Corriere della Sera

Caso Becciu, arrestata la manager «Spendeva nel lusso i suoi bonifici»

Eseguito a Milano il mandato di cattura internazio­nale del Vaticano. L’accusa di peculato

- Virginia Piccolillo

Sembra che tutto fosse finto, o quasi. Le missioni umanitarie in Asia e in Africa, la rete parallela a supporto della diplomazia vaticana, le mediazioni per risolvere le crisi internazio­nali e l’attività antiterror­istica a tutela delle Nunziature vantata dalla sua società slovena. Di vero ci sarebbero solo quei superbonif­ici per mezzo milione di euro messi a sua disposizio­ne dal cardinale Angelo Becciu. Più le borse di Prada, le scarpe firmate, gli accessori glamour e la poltrona Frau. Con questo sospetto e l’accusa di peculato per distrazion­e di fondi è stata arrestata ieri a Milano, Cecilia Marogna, la sedicente analista di intelligen­ce, nota come la «dama del cardinale».

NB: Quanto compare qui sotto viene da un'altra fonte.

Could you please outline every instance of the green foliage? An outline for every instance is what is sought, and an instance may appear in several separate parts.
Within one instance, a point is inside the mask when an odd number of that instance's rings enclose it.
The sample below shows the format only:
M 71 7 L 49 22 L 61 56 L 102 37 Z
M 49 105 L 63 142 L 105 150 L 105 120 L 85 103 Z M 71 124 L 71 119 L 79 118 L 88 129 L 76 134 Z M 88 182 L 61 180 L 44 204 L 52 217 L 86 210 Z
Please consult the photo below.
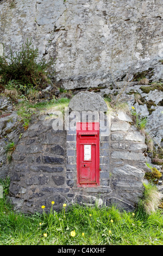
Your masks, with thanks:
M 14 142 L 9 142 L 5 147 L 7 156 L 7 160 L 10 163 L 12 160 L 12 154 L 16 149 L 16 145 Z
M 34 49 L 31 40 L 27 40 L 15 56 L 10 48 L 10 56 L 0 57 L 1 84 L 16 88 L 25 94 L 29 88 L 47 86 L 48 75 L 54 62 L 52 59 L 47 63 L 42 58 L 37 62 L 39 56 L 39 49 Z
M 147 117 L 141 117 L 141 114 L 136 113 L 136 110 L 134 107 L 132 107 L 132 111 L 131 114 L 133 116 L 133 119 L 135 123 L 135 125 L 139 130 L 143 130 L 146 127 L 147 123 L 148 118 Z
M 157 184 L 159 179 L 162 176 L 162 174 L 156 168 L 149 165 L 148 167 L 151 168 L 152 172 L 146 173 L 145 178 L 154 184 Z
M 156 186 L 152 183 L 143 184 L 144 197 L 140 200 L 140 205 L 147 214 L 151 215 L 157 211 L 161 200 L 161 194 L 158 192 Z

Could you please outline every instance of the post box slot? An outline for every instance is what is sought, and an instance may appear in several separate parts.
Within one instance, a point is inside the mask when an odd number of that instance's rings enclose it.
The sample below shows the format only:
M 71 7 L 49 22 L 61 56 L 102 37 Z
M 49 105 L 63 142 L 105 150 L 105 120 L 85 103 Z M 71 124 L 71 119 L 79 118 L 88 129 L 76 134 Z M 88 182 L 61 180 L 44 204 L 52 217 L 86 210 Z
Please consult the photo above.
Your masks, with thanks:
M 82 138 L 87 138 L 87 137 L 95 137 L 96 136 L 96 135 L 95 134 L 91 134 L 91 135 L 89 135 L 88 134 L 87 135 L 86 135 L 85 134 L 81 134 L 80 135 L 81 137 Z

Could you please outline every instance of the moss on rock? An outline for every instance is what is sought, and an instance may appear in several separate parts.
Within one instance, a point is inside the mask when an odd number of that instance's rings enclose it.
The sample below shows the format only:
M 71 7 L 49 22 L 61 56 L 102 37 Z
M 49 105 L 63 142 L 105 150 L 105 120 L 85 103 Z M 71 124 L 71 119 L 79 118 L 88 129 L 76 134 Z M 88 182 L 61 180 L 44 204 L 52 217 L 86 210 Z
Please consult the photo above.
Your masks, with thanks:
M 152 167 L 150 173 L 146 173 L 145 178 L 152 181 L 154 184 L 157 184 L 159 179 L 162 176 L 162 174 L 155 167 Z

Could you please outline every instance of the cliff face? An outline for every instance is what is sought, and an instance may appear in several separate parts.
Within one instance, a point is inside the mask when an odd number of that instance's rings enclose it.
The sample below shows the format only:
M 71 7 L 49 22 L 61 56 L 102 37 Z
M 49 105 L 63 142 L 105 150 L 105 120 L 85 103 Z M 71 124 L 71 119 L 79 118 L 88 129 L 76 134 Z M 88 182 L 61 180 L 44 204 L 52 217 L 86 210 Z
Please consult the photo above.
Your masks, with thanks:
M 161 0 L 2 1 L 0 54 L 3 44 L 7 53 L 32 38 L 40 57 L 57 58 L 55 82 L 66 89 L 107 86 L 149 68 L 156 81 L 162 18 Z

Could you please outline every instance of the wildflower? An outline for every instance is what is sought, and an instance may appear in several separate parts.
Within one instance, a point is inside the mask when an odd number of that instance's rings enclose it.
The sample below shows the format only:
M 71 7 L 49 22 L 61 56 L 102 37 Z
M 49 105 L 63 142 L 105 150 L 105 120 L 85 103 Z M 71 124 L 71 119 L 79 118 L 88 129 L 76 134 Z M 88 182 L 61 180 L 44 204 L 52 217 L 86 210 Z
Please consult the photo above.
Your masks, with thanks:
M 75 230 L 71 231 L 70 234 L 71 234 L 71 236 L 75 236 L 76 235 Z

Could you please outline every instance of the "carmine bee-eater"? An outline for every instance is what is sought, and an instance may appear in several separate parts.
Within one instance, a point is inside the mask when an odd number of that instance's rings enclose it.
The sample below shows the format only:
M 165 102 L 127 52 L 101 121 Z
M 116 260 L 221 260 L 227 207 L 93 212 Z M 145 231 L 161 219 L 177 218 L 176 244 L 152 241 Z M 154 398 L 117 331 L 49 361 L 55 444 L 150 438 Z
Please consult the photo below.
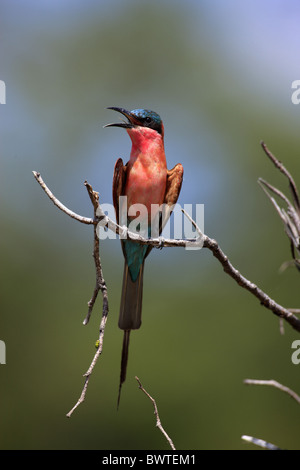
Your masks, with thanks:
M 182 184 L 183 167 L 178 163 L 172 170 L 167 169 L 164 126 L 157 113 L 146 109 L 133 111 L 115 107 L 108 109 L 123 114 L 127 121 L 107 124 L 105 127 L 123 127 L 132 142 L 129 162 L 123 165 L 123 160 L 119 158 L 114 168 L 113 203 L 117 222 L 119 223 L 121 218 L 122 225 L 125 221 L 128 226 L 134 219 L 130 208 L 134 204 L 142 204 L 145 211 L 140 212 L 140 226 L 146 226 L 146 238 L 148 238 L 151 236 L 151 222 L 159 214 L 157 236 L 161 233 L 177 202 Z M 127 196 L 126 205 L 123 204 L 124 198 L 120 199 L 120 196 Z M 161 212 L 158 212 L 159 206 L 163 207 Z M 151 211 L 153 208 L 155 209 Z M 134 215 L 136 216 L 136 211 Z M 124 337 L 118 404 L 121 387 L 126 378 L 130 331 L 141 326 L 144 262 L 151 251 L 150 246 L 141 245 L 129 239 L 121 239 L 121 244 L 125 266 L 119 328 L 124 330 Z

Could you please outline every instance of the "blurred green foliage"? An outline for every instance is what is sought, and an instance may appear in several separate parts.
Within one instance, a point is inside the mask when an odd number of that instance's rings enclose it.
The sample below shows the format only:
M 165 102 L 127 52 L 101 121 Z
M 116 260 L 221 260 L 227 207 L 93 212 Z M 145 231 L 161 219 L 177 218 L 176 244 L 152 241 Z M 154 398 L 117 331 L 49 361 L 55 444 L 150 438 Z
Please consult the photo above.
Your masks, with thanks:
M 100 299 L 82 325 L 94 286 L 92 230 L 54 208 L 31 172 L 82 215 L 92 214 L 85 179 L 111 202 L 114 162 L 128 158 L 130 142 L 102 129 L 111 121 L 106 106 L 162 116 L 169 167 L 185 168 L 179 202 L 204 203 L 205 232 L 235 267 L 279 303 L 299 303 L 299 273 L 278 272 L 289 243 L 257 178 L 286 190 L 260 148 L 264 139 L 300 184 L 300 110 L 290 101 L 300 77 L 270 71 L 263 53 L 277 35 L 272 22 L 260 50 L 250 28 L 240 42 L 230 29 L 241 9 L 230 23 L 210 3 L 0 2 L 2 449 L 168 449 L 135 375 L 177 449 L 249 448 L 242 434 L 299 448 L 297 405 L 242 383 L 273 378 L 299 393 L 300 366 L 291 362 L 298 336 L 288 326 L 281 336 L 278 319 L 205 250 L 153 250 L 147 260 L 143 325 L 132 334 L 117 412 L 123 259 L 118 241 L 101 243 L 110 302 L 104 350 L 86 401 L 65 417 L 98 338 Z

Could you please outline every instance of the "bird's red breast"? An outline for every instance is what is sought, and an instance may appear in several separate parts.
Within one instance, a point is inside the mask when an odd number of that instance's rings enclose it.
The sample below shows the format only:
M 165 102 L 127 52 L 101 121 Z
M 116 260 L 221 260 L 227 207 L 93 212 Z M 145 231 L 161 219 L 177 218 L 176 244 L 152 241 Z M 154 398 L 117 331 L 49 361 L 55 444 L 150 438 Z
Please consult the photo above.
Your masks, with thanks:
M 151 204 L 163 204 L 166 192 L 167 163 L 163 136 L 147 127 L 135 127 L 127 129 L 127 132 L 132 141 L 125 187 L 127 207 L 143 204 L 150 220 Z

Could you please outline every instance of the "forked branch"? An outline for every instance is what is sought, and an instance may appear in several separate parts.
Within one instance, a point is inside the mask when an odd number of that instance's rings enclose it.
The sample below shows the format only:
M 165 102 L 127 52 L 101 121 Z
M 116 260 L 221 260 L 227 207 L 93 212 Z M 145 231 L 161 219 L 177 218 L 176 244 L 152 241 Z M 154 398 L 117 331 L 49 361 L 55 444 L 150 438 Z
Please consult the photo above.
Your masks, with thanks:
M 297 318 L 297 316 L 291 310 L 276 303 L 265 292 L 259 289 L 259 287 L 257 287 L 256 284 L 254 284 L 253 282 L 249 281 L 244 276 L 242 276 L 241 273 L 231 264 L 228 257 L 219 247 L 218 243 L 215 240 L 209 238 L 207 235 L 203 234 L 200 228 L 197 226 L 196 222 L 192 220 L 191 217 L 185 211 L 183 211 L 185 216 L 190 220 L 190 222 L 196 229 L 196 233 L 197 233 L 196 238 L 180 239 L 180 240 L 166 239 L 162 237 L 151 238 L 151 239 L 143 238 L 139 234 L 130 232 L 127 227 L 119 226 L 116 222 L 114 222 L 108 216 L 106 216 L 101 208 L 101 205 L 99 204 L 98 193 L 96 191 L 93 191 L 93 188 L 87 182 L 85 182 L 85 186 L 86 186 L 86 189 L 88 191 L 89 197 L 91 199 L 91 202 L 94 208 L 93 219 L 88 218 L 88 217 L 83 217 L 71 211 L 70 209 L 68 209 L 53 195 L 53 193 L 50 191 L 50 189 L 47 187 L 47 185 L 43 181 L 40 173 L 33 171 L 33 175 L 35 179 L 37 180 L 37 182 L 39 183 L 39 185 L 41 186 L 41 188 L 44 190 L 44 192 L 47 194 L 49 199 L 51 199 L 51 201 L 55 204 L 56 207 L 58 207 L 61 211 L 63 211 L 69 217 L 72 217 L 73 219 L 77 220 L 78 222 L 81 222 L 87 225 L 93 225 L 94 227 L 93 257 L 94 257 L 95 270 L 96 270 L 96 285 L 95 285 L 93 295 L 90 301 L 88 302 L 88 312 L 83 321 L 83 324 L 86 325 L 89 322 L 89 319 L 90 319 L 90 316 L 91 316 L 93 307 L 95 305 L 99 291 L 101 291 L 102 293 L 102 302 L 103 302 L 102 318 L 101 318 L 101 323 L 100 323 L 100 328 L 99 328 L 99 339 L 97 341 L 97 345 L 98 345 L 97 351 L 94 355 L 94 358 L 90 364 L 89 369 L 84 374 L 85 383 L 82 389 L 82 393 L 77 403 L 75 404 L 75 406 L 67 414 L 68 417 L 70 417 L 73 411 L 80 405 L 80 403 L 84 401 L 91 374 L 93 372 L 93 369 L 103 349 L 104 330 L 105 330 L 105 325 L 107 322 L 109 307 L 108 307 L 107 288 L 106 288 L 106 284 L 103 278 L 103 271 L 102 271 L 101 260 L 100 260 L 100 255 L 99 255 L 99 238 L 97 234 L 97 227 L 99 223 L 101 223 L 102 226 L 106 226 L 109 230 L 112 230 L 113 232 L 115 232 L 116 234 L 122 237 L 126 236 L 132 241 L 135 241 L 140 244 L 151 245 L 156 248 L 162 248 L 162 247 L 208 248 L 213 253 L 215 258 L 221 263 L 225 273 L 228 274 L 230 277 L 232 277 L 239 286 L 248 290 L 251 294 L 253 294 L 260 301 L 262 305 L 264 305 L 264 307 L 271 310 L 278 317 L 284 319 L 296 331 L 300 332 L 300 320 Z M 293 194 L 294 194 L 295 202 L 297 202 L 297 193 L 295 192 L 295 190 L 293 191 Z

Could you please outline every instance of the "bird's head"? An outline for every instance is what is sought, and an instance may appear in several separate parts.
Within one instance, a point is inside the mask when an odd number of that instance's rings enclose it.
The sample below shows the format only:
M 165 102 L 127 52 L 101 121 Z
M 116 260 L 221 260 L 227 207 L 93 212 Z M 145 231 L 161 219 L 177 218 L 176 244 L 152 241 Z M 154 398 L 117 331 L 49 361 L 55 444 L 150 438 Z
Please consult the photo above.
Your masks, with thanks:
M 126 117 L 127 121 L 116 122 L 107 124 L 104 127 L 123 127 L 127 130 L 131 140 L 144 140 L 144 139 L 159 139 L 163 141 L 164 138 L 164 125 L 160 116 L 154 111 L 148 109 L 133 109 L 127 111 L 124 108 L 110 107 Z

La 39enne sarda è stata fermata dalla Guardia di Finanza su ordine di cattura internazio­nale emesso dagli inquirenti vaticani che ora faranno partire le procedure di estradizio­ne. Non hanno convinto le spiegazion­i fornite dall’ex numero due della segreteria di Stato vaticana sulla destinazio­ne di quei fondi accantonat­i per i poveri e invece andati a rimpolpare il bilancio della Logsic, costituita a Lubiana il 19 dicembre 2018 con un capitale versato di 7.500 euro. Una srl a lei intestata che ha come ragione sociale «operazioni umanitarie». Ma che ha dato l’impression­e di una società fantasma. Né fatture né movimentaz­ioni di denaro coerenti. La consulente del Vaticano aveva dato al Corriere una spiegazion­e da spystory: «Trattandos­i di operazioni riservate, nei bilanci non figurano compensi e fatture, inoltre il Vaticano non ha una fiscalità vera e propria. E io stessa non potevo certo emettere fatture».

Ma gli inquirenti vaticani vogliono vedere chiaro su quella società che, per ammissione della Marogna, all’inizio avrebbe usato fondi per la cooperazio­ne a disposizio­ne di altre strutture e poi i fondi versati dal cardinale, serviti a pagare compensi profession­ali suoi e dei suoi collaborat­ori, viaggi, spese vive. Più gli oggetti di lusso che, a suo dire, erano destinati anch’essi a favorire le trattative segrete, agevolando i rapporti con interlocut­ori di potere: «Magari la borsetta era per la moglie di un amico nigeriano in grado di dialogare col Burkina Faso».

Ma per gli investigat­ori non è così. E ora i dettagli di quell’operazione, che è parte del più ampio scandalo sulla destinazio­ne dei fondi della carità, dovranno essere spiegati senza mascherars­i dietro la segretezza istituzion­ale.

La Marogna, che ha ammesso di conoscere personaggi come Flavio Carboni, al quale aveva chiesto informazio­ni sull’Anonima sequestri, ha ricevuto ieri la solidariet­à del Gran Maestro del grande Oriente democratic­o, Gioele Magaldi: «Sono indignato per l’arresto da Paese manettaro. Cecilia aveva proposto le sue competenze in Vaticano, non penso che i cardinali siano dei babbei».